A small proportion of developers is also considering countercurrent chromatography and field fractionation, with these technologies not generating any interest from CMO respondents.

Interestingly, respondents in Western Europe outpaced those in the U.S. in consideration of the majority of technologies, with some notable exceptions being for disposable UF (ultra filtration) systems, in-line buffer dilution systems, and centrifugation.

Solutions Are Still Forthcoming
Our survey data continue to show that U.S. and European biomanufacturing facilities are considering — but slowly adopting — improvements and new downstream technologies. Overall, CMOs, not developers, are taking the lead in adopting new or streamlined DSP approaches, with CMOs much more motivated by cost savings and associated needs to develop and adopt standardized manufacturing platforms.

The survey captures continued concerns regarding the limitations of existing facilities to keep up with the relatively rapid increases in titer from upstream processes. There is no reason to think that this issue will go away. Upstream process development will continue to improve, and facilities that have a fixed DSP capability will therefore continue to push their DSP to feasible limits.

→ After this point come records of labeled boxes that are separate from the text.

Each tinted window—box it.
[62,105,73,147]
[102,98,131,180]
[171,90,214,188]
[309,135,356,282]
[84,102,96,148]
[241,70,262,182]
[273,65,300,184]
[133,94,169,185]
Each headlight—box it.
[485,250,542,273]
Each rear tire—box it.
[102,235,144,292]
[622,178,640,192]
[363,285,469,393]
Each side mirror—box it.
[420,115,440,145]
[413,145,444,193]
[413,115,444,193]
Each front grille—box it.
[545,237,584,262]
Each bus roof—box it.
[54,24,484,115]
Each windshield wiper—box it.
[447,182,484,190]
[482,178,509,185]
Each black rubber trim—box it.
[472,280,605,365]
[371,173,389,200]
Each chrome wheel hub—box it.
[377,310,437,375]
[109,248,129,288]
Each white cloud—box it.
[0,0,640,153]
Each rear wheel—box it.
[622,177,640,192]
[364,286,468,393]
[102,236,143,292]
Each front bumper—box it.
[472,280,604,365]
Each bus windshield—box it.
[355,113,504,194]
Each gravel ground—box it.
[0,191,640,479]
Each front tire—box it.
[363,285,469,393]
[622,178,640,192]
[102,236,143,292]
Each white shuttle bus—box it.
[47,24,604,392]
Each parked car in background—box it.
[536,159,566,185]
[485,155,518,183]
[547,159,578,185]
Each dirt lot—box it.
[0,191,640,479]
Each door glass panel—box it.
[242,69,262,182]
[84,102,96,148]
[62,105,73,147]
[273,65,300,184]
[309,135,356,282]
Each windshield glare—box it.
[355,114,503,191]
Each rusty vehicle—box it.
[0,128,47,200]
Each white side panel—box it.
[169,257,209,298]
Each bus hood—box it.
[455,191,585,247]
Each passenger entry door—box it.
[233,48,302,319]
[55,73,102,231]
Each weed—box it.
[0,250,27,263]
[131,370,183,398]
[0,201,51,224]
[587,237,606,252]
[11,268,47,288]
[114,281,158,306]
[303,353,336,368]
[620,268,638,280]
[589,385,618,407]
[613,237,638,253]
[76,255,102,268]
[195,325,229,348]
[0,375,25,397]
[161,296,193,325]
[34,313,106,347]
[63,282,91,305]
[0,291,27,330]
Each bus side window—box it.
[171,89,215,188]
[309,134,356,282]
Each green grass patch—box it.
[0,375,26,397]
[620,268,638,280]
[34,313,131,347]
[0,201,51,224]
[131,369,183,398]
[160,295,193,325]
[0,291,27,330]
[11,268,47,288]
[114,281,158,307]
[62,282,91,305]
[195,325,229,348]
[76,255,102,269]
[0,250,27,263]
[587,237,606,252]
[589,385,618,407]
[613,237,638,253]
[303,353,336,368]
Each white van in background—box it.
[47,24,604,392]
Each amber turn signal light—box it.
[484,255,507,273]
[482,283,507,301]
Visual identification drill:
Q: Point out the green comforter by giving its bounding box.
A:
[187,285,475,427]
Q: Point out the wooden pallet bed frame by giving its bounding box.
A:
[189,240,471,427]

Survey Methodology: The 2014 Eleventh Annual Report and Survey of Biopharmaceutical Manufacturing Capacity and Production yields a composite view and trend analysis from 238 responsible individuals at biopharmaceutical manufacturers and contract manufacturing organizations (CMOs) in 31 countries. The methodology also included over 173 direct suppliers of materials, services, and equipment to this industry. This year's study covers such issues as: new product needs, facility budget changes, current capacity, future capacity constraints, expansions, use of disposables, trends and budgets in disposables, trends in downstream purifi cation, quality management and control, hiring issues, and employment. The quantitative trend analysis provides details and comparisons of production by biotherapeutic developers and CMOs. It also evaluates trends over time and assesses differences in the world's major markets in the U.S. and Europe.